Is it the same for written Chinese?

That level requires at least two years full time Chinese education in a pre-college or preparing program aimed at Engineering and Science.

It is same (difficulty to westerners) because Japanese share the same Chinese characters and words from Chinese, though not grammar (but non of them close to any European languages).
 

taxiya

Brigadier
Registered Member
I have two problems with the statement in the article.

1) The claim that the US has "far more land area" than China is simply factually incorrect. Yes, there is the question of which nation is larger based upon precisely what is included or excluded, but there is no plausible criteria by which the USA is *significantly* larger than China, as the statement suggests. Such ignorance of basic comparative global geography (try looking at a globe or even a world map at some point) is something I have come to expect from Americans, but it is disappointing to find it from a Chinese author in a Chinese publication.

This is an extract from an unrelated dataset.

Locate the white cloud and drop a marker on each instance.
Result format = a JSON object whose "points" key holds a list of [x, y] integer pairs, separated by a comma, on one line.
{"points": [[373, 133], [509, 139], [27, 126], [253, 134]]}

I did not read the article myself, but I agree "far more land area" is totally off.
 

taxiya

Brigadier
Registered Member
Guess you can study in China for certain engineering subjects then. Wonder if there will be foreign students applying enmass to Chinese schools anytime soon.
It has been happening since the 1970s if your foreign students is not exclusive to refer westerners.

Before the 1990s, most of foreign students come from Africa and Asia whose purpose is not just language but mostly engineering. Since then, South Korean has been taking the major portion, I'd say more than 50%. They firstly focused on Chinese language (prosper carrier as mediator, business in China), recently the focus has expanded to almost all subjects including science and engineering. They are followed by Japanese and Chinese from SE Asia.

Of course, enmass will not happen in case of western countries (EU, Canada and U.S.) because of language barrier + good alternative at home countries.